Rushed repairs on equipment that goes down in the middle of an important job can also mean extra charges for repairs and premium charges for replacement parts. The service technician may also be forced to cut corners, shortening the preferred methodology in order to get the equipment back on line as quickly as possible. This can have long term risks to the equipment’s longevity.

Each piece of equipment in your manufacturing and fabricating process has a definable lifecycle. You know that no machine can operate indefinitely without ongoing preventive maintenance and an occasional repair. Some machines may even have routine preventive maintenance that must be done on a set schedule, such as changing filters, replacing belts, inspecting safety systems or recalibrating gauges. Failing to comply with the recommendations of the equipment manufacturer could result in loss of the warranty or upgrade rights.

These routine preventive maintenance tasks which are supposed to happen at regular intervals can be scheduled so that maintenance creates the least amount of disruption. Weekends, second shifts or seasonal dips in customer orders make good times to schedule maintenance tasks, large or small. When these activities are planned and announced well in advance, team members can work around any possible changes to workflows that may be needed, letting customers know to expect delays or offering alternative options. Sales teams appreciate fair warning so they schedule customer orders before maintenance or appropriately manage customer expectations.

The ability to plan for maintenance eliminates much of the inconvenience and costs associated with equipment downtime. Wouldn’t it be nice to have the same ability to plan around break-fix repairs and predict exactly when a belt will break, a blade will snap, a pipe will rupture, a sensor will overheat, or a conveyer will freeze in place?

Modern analytics and advanced enterprise resource planning (ERP) systems provide this kind of ability to predict the future. Machines have telltale indicators that can signal when a failure or incident is likely. These indicators are much like a sneeze of sniffles indicate that a cold is coming is on. The challenge is to identify which indicator is the appropriate one to monitor.
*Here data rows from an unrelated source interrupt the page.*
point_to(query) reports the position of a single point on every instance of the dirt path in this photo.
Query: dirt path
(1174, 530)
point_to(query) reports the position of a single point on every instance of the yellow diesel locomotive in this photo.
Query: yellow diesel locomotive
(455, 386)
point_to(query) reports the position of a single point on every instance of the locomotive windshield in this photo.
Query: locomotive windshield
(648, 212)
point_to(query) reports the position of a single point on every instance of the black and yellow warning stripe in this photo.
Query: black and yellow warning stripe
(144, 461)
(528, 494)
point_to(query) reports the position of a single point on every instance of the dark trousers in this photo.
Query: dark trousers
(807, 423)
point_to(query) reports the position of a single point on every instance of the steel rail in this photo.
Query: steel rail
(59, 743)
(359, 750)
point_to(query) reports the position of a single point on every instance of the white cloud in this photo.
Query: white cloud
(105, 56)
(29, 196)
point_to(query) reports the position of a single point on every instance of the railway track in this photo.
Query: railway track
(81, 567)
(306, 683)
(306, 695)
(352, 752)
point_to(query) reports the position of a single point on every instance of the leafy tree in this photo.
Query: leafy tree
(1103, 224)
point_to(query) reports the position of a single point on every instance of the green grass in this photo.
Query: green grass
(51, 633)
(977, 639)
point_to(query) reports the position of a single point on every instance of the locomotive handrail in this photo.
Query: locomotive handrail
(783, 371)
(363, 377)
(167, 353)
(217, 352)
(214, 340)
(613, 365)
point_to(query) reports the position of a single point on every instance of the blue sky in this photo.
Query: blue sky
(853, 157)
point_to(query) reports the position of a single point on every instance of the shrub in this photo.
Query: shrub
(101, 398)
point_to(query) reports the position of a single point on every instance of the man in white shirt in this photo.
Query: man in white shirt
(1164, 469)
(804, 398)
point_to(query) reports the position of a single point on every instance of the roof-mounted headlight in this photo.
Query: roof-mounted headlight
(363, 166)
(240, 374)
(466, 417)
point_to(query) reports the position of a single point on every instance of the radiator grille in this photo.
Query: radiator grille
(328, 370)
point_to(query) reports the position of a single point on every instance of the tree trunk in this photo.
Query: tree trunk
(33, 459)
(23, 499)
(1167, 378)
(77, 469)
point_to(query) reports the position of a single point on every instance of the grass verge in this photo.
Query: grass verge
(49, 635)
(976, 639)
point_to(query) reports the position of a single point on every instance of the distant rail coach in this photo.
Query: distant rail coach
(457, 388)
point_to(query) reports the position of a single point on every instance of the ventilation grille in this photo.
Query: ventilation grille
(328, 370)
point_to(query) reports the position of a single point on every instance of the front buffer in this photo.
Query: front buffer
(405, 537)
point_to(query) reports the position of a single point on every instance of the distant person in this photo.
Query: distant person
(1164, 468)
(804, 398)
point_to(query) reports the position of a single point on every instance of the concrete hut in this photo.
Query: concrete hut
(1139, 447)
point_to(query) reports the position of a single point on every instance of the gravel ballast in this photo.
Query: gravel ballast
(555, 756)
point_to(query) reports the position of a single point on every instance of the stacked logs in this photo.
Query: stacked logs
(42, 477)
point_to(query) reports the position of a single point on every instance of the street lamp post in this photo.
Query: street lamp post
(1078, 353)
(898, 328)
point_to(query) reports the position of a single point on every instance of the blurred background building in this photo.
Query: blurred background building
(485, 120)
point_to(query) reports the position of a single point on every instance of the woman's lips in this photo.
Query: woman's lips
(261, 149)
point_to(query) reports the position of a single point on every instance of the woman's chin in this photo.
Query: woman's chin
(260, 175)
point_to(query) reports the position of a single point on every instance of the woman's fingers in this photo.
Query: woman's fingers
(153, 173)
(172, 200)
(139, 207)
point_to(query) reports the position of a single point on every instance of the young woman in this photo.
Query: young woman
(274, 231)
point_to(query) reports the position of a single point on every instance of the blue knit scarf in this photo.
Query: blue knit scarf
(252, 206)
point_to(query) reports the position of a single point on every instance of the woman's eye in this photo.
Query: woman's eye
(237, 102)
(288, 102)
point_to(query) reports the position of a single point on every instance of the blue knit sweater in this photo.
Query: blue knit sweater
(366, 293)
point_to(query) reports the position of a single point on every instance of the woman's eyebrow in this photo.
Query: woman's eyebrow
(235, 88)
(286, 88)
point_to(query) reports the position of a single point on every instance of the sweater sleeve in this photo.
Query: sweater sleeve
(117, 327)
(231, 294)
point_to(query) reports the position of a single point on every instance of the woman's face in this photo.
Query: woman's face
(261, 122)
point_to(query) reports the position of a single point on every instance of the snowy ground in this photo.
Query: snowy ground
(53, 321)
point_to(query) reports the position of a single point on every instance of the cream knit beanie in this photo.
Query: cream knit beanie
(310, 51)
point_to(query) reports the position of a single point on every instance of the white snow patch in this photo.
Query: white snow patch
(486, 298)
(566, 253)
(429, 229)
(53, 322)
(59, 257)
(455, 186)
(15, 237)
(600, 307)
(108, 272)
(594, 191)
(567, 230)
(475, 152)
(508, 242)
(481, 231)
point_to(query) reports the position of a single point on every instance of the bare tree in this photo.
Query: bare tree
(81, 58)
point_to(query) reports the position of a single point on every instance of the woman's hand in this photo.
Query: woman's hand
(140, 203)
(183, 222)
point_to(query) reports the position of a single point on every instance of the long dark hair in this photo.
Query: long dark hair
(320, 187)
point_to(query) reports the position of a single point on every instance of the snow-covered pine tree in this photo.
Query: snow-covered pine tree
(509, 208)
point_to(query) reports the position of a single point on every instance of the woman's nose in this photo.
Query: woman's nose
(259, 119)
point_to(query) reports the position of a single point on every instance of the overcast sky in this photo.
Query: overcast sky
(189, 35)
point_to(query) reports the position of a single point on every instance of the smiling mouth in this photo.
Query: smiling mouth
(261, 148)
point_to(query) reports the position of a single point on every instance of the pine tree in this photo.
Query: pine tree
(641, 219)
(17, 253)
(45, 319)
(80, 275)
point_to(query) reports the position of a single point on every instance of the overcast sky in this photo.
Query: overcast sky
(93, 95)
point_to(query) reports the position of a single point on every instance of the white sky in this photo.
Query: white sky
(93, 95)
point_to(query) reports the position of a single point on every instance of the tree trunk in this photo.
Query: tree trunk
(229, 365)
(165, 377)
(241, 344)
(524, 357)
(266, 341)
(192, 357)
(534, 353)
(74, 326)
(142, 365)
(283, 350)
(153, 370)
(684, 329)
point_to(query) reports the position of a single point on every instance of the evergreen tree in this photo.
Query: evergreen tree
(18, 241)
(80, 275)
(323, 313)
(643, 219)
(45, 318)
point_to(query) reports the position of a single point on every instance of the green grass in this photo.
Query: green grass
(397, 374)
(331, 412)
Choosing an indicator that occurs immediately before failure will not give the team enough time to plan intervention and reroute job orders. The indicator needs to be an early warning sign, one that gives teams adequate time to schedule a technician to take appropriate preventive actions, such as replacing worn parts or adjusting misalignment. With enough notice, customer orders can be routed to other machines and other compensations can be made.

Performance data can be collected directly from the machines, or from other key performance indicators (KPIs). Smart sensors in the equipment can measure temperature, speed, volume and numerous other potential triggers. Internet of Things (IoT) technology allows data from the machine to be gathered and analyzed by the ERP system.

Advanced analytics also help manufacturers and fabricators to recognize when the machinery is performing below quality standards and causing declines in throughput, longer cycle times, more rework, or more cases of failure to meet specifications. Dips in performance can be spotted early so that damage is contained without risking brand or customer contracts. Such performance issues can be so subtle that a manager may miss the variations and not notice the decline until it becomes severe with high impact and negative consequences. Modern analytics help users detect troublesome abnormalities and project the consequences of prolonged use of machines operating below expectations.

Projecting the impact of trends over an extended period of time helps managers evaluate risk. Analytics integrated with modern ERP solutions help manufacturers predict needs and derive meaningful insight from trends — past and future. Managers can go past the surface-level numbers and delve into the driving forces a step — or even two or three steps — deeper. These reasons behind the numbers allow managers to make judgments and decisions based on many influencing, subjective factors.

Predicting maintenance requirements is one of the most important benefits of advanced analytics. This ability to project likely failures gives managers the chance to have replacement parts available or to budget for necessary replacements or upgrades. Understanding the lifecycle of each piece of equipment helps to manage the financial investment required to keep the total operation synchronized and operating as efficiently as possible. This data about machine performance will also be useful for planning growth and determining the budget impact of placing extra strain on machines. This helps managers truly understand the impact machine performance has on capacity and profitability.

In the face of today’s competitive global economy, such insights may just be the differentiating factor that sets one fabricator apart from the countless others. Smart use of analytics pays off.